Expert: Paul Klarreich - 12/15/2011

Question
QUESTION: Hi, I'm a first year Science student from Ireland and I've been studying for my Algebra final. I've been practicing a problem shhet on eigenvalues/vectors of matrices and I was hoping you might be able to help. I have no problem finding the eigenvalues but when I try to find the corresponding eigenvectors, I end up with three vectors with parameters, for example (0, 2t-r, t). That should be vertical but I couldn't figure out how to do that.
The answers given for the problem have just numbers and no t's or r's. Although I noticed that if I let t be 1 and r -1 then it works. I hope I explained myself well enough. Any help would be greatly appreciated.

ANSWER: Questioner: Adam
Country: Wicklow, Ireland
Category: Advanced Math
Private: No
Subject: Eigenvectors
Question: Hi, I'm a first year Science student from Ireland and I've been studying for my Algebra final. I've been practicing a problem shhet on eigenvalues/vectors of matrices and I was hoping you might be able to help. I have no problem finding the eigenvalues but when I try to find the corresponding eigenvectors, I end up with three vectors with parameters, for example (0, 2t-r, t). That should be vertical but I couldn't figure out how to do that.
The answers given for the problem have just numbers and no t's or r's. Although I noticed that if I let t be 1 and r -1 then it works. I hope I explained myself well enough. Any help would be greatly appreciated.
...............................................
I don't see what's wrong -- If A is a matrix, and v1 is an eigenvector for it, it means  

A * v1 = k1 v1.  

Now k1 v1 is a vector in the same direction as v1.  

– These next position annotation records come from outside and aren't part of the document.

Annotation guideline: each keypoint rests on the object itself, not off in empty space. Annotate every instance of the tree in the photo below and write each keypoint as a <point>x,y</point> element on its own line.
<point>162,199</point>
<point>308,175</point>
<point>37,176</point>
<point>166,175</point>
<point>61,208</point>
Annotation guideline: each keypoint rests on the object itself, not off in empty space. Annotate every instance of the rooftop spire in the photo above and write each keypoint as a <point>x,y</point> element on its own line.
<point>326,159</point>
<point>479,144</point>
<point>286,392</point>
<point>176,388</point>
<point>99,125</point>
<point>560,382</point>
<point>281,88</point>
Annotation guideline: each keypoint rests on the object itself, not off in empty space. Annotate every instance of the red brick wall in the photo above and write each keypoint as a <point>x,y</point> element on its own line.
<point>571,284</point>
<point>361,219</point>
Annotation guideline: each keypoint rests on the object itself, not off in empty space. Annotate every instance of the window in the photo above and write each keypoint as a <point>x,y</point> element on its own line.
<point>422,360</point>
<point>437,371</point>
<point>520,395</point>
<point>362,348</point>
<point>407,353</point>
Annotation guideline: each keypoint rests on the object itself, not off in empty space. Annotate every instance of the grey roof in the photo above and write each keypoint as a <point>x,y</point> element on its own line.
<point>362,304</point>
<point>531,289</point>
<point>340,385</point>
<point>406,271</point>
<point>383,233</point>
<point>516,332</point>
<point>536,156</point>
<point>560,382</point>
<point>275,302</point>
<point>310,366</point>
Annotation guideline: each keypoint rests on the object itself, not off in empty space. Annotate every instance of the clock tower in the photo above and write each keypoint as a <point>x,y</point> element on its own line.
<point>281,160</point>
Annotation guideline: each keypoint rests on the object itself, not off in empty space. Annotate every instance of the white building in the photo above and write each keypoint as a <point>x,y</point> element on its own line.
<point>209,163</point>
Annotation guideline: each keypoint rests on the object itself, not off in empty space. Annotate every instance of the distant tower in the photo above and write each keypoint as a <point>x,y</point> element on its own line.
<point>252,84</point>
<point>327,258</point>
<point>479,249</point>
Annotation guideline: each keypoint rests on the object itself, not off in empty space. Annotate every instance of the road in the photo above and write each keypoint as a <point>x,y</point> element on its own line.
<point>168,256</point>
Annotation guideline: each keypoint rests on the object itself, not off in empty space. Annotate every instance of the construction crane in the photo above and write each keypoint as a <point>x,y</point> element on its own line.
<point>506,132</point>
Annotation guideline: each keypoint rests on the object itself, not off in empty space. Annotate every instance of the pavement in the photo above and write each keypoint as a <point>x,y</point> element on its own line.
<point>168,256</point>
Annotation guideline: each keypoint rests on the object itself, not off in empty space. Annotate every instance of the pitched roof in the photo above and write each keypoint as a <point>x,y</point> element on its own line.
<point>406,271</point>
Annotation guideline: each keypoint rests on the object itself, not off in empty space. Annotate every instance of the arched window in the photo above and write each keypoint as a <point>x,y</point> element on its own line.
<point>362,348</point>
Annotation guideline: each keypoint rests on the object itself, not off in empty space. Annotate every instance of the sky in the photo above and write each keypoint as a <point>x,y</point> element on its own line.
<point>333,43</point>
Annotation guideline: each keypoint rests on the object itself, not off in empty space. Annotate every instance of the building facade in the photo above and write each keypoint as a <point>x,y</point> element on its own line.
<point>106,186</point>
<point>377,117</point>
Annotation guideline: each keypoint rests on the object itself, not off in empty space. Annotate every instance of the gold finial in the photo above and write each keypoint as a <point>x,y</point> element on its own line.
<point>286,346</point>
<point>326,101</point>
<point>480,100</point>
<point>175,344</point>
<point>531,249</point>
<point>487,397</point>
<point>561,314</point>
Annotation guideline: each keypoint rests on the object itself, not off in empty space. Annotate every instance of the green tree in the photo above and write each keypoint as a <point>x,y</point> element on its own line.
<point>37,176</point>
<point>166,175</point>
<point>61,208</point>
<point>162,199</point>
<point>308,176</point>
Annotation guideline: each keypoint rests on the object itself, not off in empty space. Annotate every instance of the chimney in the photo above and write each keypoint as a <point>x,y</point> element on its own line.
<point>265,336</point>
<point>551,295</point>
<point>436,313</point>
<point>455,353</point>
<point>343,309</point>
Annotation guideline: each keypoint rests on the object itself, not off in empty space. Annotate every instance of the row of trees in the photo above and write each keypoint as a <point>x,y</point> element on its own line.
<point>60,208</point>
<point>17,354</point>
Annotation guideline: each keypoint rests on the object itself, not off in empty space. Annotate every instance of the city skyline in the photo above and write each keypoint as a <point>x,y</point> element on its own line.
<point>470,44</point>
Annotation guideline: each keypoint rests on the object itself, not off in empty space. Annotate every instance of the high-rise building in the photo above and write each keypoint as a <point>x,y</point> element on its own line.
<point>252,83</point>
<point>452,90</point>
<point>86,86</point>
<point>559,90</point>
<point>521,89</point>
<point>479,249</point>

Then if v1 is an eigenvector, so is 2 v1, or 7 v1, or -4 v1, or r v1 for any r.

Why?  A * r v1 = r A * v1 = r k1 v1 = (rk1) v1.

Now if v2 is another, then:

A * (r v1 + s v2) = A * r v1 + A * s v2 =
r A * v1 +  s A * v2 =
r k1 v1 +  s k1 v2

Send along your work and we'll see what we can do.


---------- FOLLOW-UP ----------

QUESTION: Find the eigenvalues and corresponding eigenvectors for the matrix,
A= 3  1   1
  2  4   4
  -1 -1  -1

Hence find an invertible matrix B which diagonalizes A.

I found eigenvalues of 0,2 and 4. When I found the eigenvectors I got them in terms of parameters. For 0 I got (0, t, -t), for 2 I got (t, -t, 0) and for 4 I got (-2t, -3t, t). The answers given are the same but with 1 in place of all the t's. Can I just substitute in 1 at the end of the problem?

Answer
Questioner:    Adam
Private: Yes
Changed it to public     
Subject:  Eigenvectors.
Question: QUESTION: Hi


QUESTION: Find the eigenvalues and corresponding eigenvectors for the matrix,
A= 3  1   1
 2  4   4
 -1 -1  -1

Hence find an invertible matrix B which diagonalizes A.

I found eigenvalues of 0,2 and 4.

>>>>> Yes, I got them, too.


When I found the eigenvectors I got them in terms of parameters. For 0 I got (0, t, -t), for 2 I got (t, -t, 0) and for 4 I got (-2t, -3t, t). The answers given are the same but with 1 in place of all the t's. Can I just substitute in 1 at the end of the problem?

>>>>>>>>> See the final comment,

[ 3  1   1  ]
[ 2  4   4  ]
[ -1 -1  -1 ]

Det of:
[ 3-k   1    1  ]
[ 2    4-k   4  ]
[ -1   -1   -1-k ]

= (after much simplifying):

8k + k^3 - 6k^2

Set it = 0 and solve:

k(8k + k^2 - 6k) = 0

k(k - 2)(k - 4) = 0

k = 0, k = 2, k = 4

========================
With k = 0:

[ 3-0  1   1  ] x
[ 2  4-0   4  ] y
[ -1 -1  -1-0 ] z
=  <0,0,0>

[ 3  1   1  ] x
[ 2  4   4  ] y
[ -1 -1  -1 ] z
=  <0,0,0>

3x + y + z = 0    A
2x + 4y + 4z = 0  B
x + y + z = 0     C    <<<<< flipped all the signs.

A - C:  2x = 0;  x = 0

y + z = 0    A
y + z = 0    B    <<<< div out the 4
y + z = 0    C

y = -z, so we can take:

y = t, then  z = -t

EXACTLY AS YOU GOT.
.......................

With k = 2:

[ 3-2  1    1  ] x
[ 2   4-2   4  ] y
[ -1  -1   -1-2 ] z
=  <0,0,0>

[ 1  1    1  ] x
[ 2  2    4  ] y
[ -1  -1  -3 ] z
=  <0,0,0>

x + y + z = 0      A
2x + 2y + 4z = 0   B
x  + y  + 3z = 0   C   <<<<<< again.

C-A: 2z = 0  --->  z = 0

x + y = 0      A
x + y = 0      B  <<< div out the 2
x + y  = 0    C

Again, take  x = t,  then y = -t,

AS YOU DID.
.........................................

k = 4

[ 3-4  1    1   ] x
[ 2   4-4   4   ] y
[ -1  -1   -1-4 ] x
=  <0,0,0>

[ -1  1    1 ] x
[ 2   0   4  ] y
[ -1  -1  -5 ] x
=  <0,0,0>

-1x + y + z = 0  A
x      +2z = 0  B
x + y + 5z = 0  C

A+C : 2y + 6z = 0
      y + 3z = 0
A+B : y + 3z = 0

Take  z = t,  y = -3t.

B:  x + 2t = 0,  x = -2t

OKAY, AGAIN.
.....................................
Now, if you like, you can take t = 1, and you can take  t = 23, t = 419, or whatever.  "Whatever" means the value that gives you the answer in the back of the book.

Note: I don't usually work these out in detail.  I did this as a reminder of how this works (from 39 years ago).